Fast One - Paul Cain, David Bowman Very good book that was just a little too disjointed to be great. I think this was put together from short stories and the seams show a bit. Still a fast paced, relentlessly hard boiled read.
The Stand - Stephen King Just as good as I remembered it.
A Purple Place for Dying - John D. MacDonald Another Travis McGee novel, this one notable only for its change of venue; Arizona this time rather than Florida. I was not particularly impressed by the story, but the pacing and dialog were of the familiar MacDonald quality. This isn't his best work, but any MacDonald novel is going to be worth reading.
Dancing Aztecs - Donald E Westlake This was like the book version of one of those 60's ensemble comedy movies, or Cannonball Run or something like that. I really hate to say this, because I love Westlake and everything he wrote...well, now ALMOST everything he wrote. I just couldn't get into this one. It had plenty of funny parts and is well written throughout. It just didn't work for me. Most everyone else has given this a very good rating so what do I know? Give it a shot if you like such things.
NOS4A2 - Joe Hill Excellent read, Hill's best book yet.
Neuromancer - William  Gibson Yeah. This is still a great book. I first read this in the late 80's and it was as new and fresh as anything I had ever read. SF set a couple years in the future and so close you could feel it coming. The book has aged since then. It's not as new or fresh or inevitable as it seemed 20 some odd years ago, it is still a good book. A damned good book.
Snow Crash - Neal Stephenson I stand by my earlier five star rating. An absolutely mind blowing book. Snow crash is both a parody of the cyberpunk novel and one of the best examples of cyberpunk. Mix in a generous sprinkling of religion and philosophy and there you have it, a five star book. One of Stephenson's best, and he has some really good ones.
The Watchman - Robert Crais Not a bad book, Joe Pike is an interesting character but not interesting enough to headline a novel unfortunately.
Deadhouse Gates - Steven Erikson Great book, I can't even begin to describe it, just read this series.
Caliban's War - James S.A. Corey Very fun book, not as excellent as the first novel. The writing was good but the plot was a little uneven, some serious ghosts in the machine on this one. The characters were delightful and remain the high point of this series to date. I will definitely read the next volume and look forward to it.
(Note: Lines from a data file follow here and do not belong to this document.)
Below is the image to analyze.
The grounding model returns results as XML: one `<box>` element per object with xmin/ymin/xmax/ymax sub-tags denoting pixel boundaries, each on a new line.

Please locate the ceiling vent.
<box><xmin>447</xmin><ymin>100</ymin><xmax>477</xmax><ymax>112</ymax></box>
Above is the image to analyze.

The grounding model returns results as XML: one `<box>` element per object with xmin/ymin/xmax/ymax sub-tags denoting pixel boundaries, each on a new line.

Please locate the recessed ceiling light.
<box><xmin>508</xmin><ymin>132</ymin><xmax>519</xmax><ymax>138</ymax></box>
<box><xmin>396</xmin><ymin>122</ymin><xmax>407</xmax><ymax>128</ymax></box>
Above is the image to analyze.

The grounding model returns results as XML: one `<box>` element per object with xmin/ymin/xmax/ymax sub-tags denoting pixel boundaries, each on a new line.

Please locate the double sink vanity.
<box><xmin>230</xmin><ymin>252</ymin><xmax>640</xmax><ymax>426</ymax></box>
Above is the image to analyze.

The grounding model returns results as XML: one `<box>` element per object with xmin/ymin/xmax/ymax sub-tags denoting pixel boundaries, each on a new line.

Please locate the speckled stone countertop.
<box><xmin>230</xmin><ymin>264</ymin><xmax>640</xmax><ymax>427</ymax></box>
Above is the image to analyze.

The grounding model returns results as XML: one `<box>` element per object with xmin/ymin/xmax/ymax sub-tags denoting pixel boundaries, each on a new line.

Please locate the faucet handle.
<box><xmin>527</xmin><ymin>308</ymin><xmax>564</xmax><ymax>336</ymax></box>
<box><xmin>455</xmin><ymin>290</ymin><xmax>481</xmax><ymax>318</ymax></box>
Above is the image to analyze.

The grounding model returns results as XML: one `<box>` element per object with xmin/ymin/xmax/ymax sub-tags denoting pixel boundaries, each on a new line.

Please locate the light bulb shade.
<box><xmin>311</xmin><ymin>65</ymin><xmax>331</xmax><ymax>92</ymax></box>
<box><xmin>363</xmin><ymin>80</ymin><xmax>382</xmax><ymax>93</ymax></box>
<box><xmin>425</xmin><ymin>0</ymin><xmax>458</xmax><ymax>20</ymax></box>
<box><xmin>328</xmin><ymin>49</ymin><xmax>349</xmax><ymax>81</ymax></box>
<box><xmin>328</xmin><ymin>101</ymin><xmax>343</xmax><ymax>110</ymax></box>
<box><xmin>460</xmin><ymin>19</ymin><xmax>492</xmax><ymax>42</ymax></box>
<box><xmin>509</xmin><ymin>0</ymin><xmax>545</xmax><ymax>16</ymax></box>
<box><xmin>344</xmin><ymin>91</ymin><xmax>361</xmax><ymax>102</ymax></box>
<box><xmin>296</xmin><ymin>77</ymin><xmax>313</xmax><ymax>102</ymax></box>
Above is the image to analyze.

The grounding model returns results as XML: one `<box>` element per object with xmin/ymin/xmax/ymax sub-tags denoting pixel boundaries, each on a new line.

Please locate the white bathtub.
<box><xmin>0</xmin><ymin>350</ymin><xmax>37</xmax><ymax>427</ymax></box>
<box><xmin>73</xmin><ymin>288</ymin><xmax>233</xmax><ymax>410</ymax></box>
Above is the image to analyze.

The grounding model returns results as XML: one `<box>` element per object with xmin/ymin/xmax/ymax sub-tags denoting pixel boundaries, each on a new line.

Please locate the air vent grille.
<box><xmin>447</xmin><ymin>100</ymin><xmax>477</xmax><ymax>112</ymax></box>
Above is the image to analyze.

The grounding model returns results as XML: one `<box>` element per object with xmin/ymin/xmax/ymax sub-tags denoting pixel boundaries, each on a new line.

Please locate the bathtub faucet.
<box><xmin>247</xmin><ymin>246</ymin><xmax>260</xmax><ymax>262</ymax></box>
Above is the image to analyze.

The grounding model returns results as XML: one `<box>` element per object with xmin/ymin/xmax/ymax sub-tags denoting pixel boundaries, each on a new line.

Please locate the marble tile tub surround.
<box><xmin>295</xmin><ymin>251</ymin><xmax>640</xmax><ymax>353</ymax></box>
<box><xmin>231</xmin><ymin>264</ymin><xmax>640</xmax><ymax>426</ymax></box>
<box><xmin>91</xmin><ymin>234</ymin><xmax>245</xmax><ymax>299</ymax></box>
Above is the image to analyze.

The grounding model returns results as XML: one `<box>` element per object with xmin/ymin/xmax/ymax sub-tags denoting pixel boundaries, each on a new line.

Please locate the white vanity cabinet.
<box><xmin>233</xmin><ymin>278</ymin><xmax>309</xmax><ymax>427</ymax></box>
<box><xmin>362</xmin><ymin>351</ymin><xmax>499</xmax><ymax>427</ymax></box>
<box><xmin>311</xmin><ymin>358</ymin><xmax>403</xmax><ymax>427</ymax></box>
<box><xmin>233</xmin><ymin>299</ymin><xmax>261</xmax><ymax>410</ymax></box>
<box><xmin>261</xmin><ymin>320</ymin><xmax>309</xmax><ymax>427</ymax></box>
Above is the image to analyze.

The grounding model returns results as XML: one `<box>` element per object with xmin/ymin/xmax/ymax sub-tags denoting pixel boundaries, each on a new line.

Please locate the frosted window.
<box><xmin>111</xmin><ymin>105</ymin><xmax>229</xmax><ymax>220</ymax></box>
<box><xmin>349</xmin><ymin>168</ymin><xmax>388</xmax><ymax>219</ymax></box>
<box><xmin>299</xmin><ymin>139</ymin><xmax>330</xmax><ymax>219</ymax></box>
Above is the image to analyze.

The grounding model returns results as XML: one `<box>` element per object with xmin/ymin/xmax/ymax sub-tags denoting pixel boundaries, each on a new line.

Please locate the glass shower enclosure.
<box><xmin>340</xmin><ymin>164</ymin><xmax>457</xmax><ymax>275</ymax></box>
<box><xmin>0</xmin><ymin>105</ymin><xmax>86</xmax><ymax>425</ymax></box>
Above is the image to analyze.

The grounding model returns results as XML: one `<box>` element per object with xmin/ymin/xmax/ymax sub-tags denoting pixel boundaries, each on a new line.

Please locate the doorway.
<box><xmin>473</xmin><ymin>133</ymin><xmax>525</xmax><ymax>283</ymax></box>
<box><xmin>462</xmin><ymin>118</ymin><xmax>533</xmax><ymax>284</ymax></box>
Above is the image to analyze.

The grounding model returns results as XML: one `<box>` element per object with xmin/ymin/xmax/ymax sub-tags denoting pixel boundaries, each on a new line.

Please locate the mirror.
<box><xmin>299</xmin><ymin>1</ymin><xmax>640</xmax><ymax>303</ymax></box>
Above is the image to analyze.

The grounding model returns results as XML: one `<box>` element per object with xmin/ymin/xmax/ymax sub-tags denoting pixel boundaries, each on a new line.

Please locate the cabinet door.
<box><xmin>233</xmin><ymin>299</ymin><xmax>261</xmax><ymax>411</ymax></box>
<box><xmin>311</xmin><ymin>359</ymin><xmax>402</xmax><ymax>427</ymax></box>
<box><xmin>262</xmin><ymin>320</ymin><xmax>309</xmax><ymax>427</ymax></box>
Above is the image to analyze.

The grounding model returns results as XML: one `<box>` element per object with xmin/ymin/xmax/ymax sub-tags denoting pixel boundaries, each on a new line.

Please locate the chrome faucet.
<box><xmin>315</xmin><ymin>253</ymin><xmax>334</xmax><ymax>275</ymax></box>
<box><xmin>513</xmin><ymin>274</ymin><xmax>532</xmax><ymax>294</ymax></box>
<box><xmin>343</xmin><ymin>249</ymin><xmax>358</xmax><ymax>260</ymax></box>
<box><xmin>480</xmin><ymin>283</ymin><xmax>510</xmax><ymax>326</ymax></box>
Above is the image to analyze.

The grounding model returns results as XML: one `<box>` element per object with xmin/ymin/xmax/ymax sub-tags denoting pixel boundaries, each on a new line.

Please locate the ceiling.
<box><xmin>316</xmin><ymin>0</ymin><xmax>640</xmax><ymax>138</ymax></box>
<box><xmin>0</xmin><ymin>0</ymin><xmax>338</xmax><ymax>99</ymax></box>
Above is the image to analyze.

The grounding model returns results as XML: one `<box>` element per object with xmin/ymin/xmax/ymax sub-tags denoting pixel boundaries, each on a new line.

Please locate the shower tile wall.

Voice of the Whirlwind - Walter Jon Williams I have nev read a bad WJW book. I would say most of what I have read of he has been very middle of the road. This book is no exception. Some good concepts and the usual workmanlike plotting and such from WJW in this volume. There was nothing in this book that lifted it from the crowd of SF books out there. It was entertaining and you could certainly do much worse.
Burning Chrome - William Gibson Re-read. I liked this volume, but not as much as I did many moons ago when I first read it. After the passage of many years, Gibson's stories seemed less revolutionary than they did before. Not because the WERE less revolutionary, but because the world and literature has changed in the intervening time. All-in-all, still a worthy collection of historical cyberpunk stories.
Flow My Tears, the Policeman Said - Philip K. Dick This just in, PKD writes some weird stuff. This book is no exception. It's about a television star, Jason Tavenor, who wakes up in a motel room with no identification. This would normally not be a problem but this particular universe is a police state where not having ID is an extremely bad thing. Even worse, Tavenor discovers that no one knows him anymore, not even his closest friends. If you have eve read any PKD, you will not be surprised to discover that this all has to do with drug use.

The usual Dickian themes are here, drug use, authoritarian government, conspiracies, paranoia. No one can be trusted, not even ones own memories can be trusted. This is a good read.